In medical scenarios, patients are monitored manually, e.g., patient’s history, current disease, and their daily health report. Individual files with distinct patient numbers are maintained including some health parameters such as heart rate, blood pressure temperature, and blood samples. These records are assessed by the concerned doctor for further treatment. Instead of all these manual procedures, a smart health monitoring IoT device can perform these actions smartly without extensive human intervention.

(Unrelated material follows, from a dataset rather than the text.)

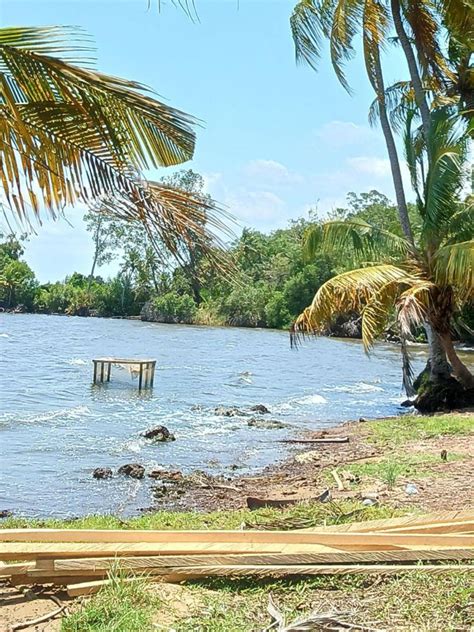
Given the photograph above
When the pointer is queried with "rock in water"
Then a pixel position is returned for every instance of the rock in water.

The architecture in Figure 19 demonstrates an abstract layout for a complete health care system (CHCS) based on an intelligent IoT device to monitor health of patients. The patient’s record managed and handled by smart IoT devices is available to concerned doctors and for users as well. A situation handled by an IoT device for patient’s monitoring can be a complete blood count (CBC) report of the patient. A continuous blood report will be generated by this intelligent IoT device and whenever there is an alarming situation some action would be triggered.

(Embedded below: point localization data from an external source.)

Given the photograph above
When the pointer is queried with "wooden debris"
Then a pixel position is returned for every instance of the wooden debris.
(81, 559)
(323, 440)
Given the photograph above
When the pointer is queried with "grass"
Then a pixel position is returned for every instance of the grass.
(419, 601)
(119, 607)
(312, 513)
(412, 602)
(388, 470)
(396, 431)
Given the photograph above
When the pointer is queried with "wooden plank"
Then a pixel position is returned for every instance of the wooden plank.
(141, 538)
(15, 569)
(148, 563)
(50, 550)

In spite of tremendous efforts made regarding ICT, there is a need to execute the emerging and evolutionary trends without negative environmental effects to compensate for the increasing amount of data with a smaller amount of energy and computations. Indispensable measurements are required to minimize negative technological effects on the health and society. It is concluded that the mutated cuckoo search-based feature extraction can be an advantageous approach towards the recent internet of things and for future green internet of things as well. Moreover, it can be utilized to enhance the performance for future IoT devices for uninterrupted monitoring of patients. As a brief description, cuckoo search optimization is a metaheuristic approach and applicable to situations where the system is in the local state or will grow up towards a global phenomenon in future.

4. Conclusion

Although IoT networks have emerged and performing exacting tasks competitively but to stable their performance, enhancement for future challenges is mandatory. It becomes possible when networks are not only fast with preeminent servers but also smart enough to cope with unpredictable circumstances. Introducing efficient and global optimization algorithms can help to achieve this target. In this research, a metaheuristic global optimization algorithm is established to reduce dimensions of outdoor data for IoT. The cuckoo search-based feature extraction is a mutated algorithm that organizes itself according to the unpredictable amount of data and produces a new and an enhanced feature space. The newly generated feature space and proposed algorithm benefit for improving the accuracy for classifiers and mining algorithms. It also makes the algorithm computationally feasible, flexible, and efficient for obtaining the target of convergence. This mutated algorithm is further generalizable to IoT indoor activities as the need of near future. The scenario to train the IoT network for future challenges and increase sphere of knowledge is also discussed. Among all abovementioned facts, CSFE can perform all activities with minimum cost and less time as evaluated. This algorithm can be further improved for multiobjective optimization problems. It can provide tremendous support to build an IoT-based smart world with no negative impacts and minimum resources.

Data Availability

Dataset is generated through IoTify. This is a web-based platform for simulation to develop IoT application by using virtual hardware devices, e.g., sensors. It facilitates like a virtual lab and enables to create a virtual IoT device in JavaScript. The IoTify database is generated using JavaScript object naming (JSON) with extension.

Conflicts of Interest

The authors declare that they have no conflicts of interest.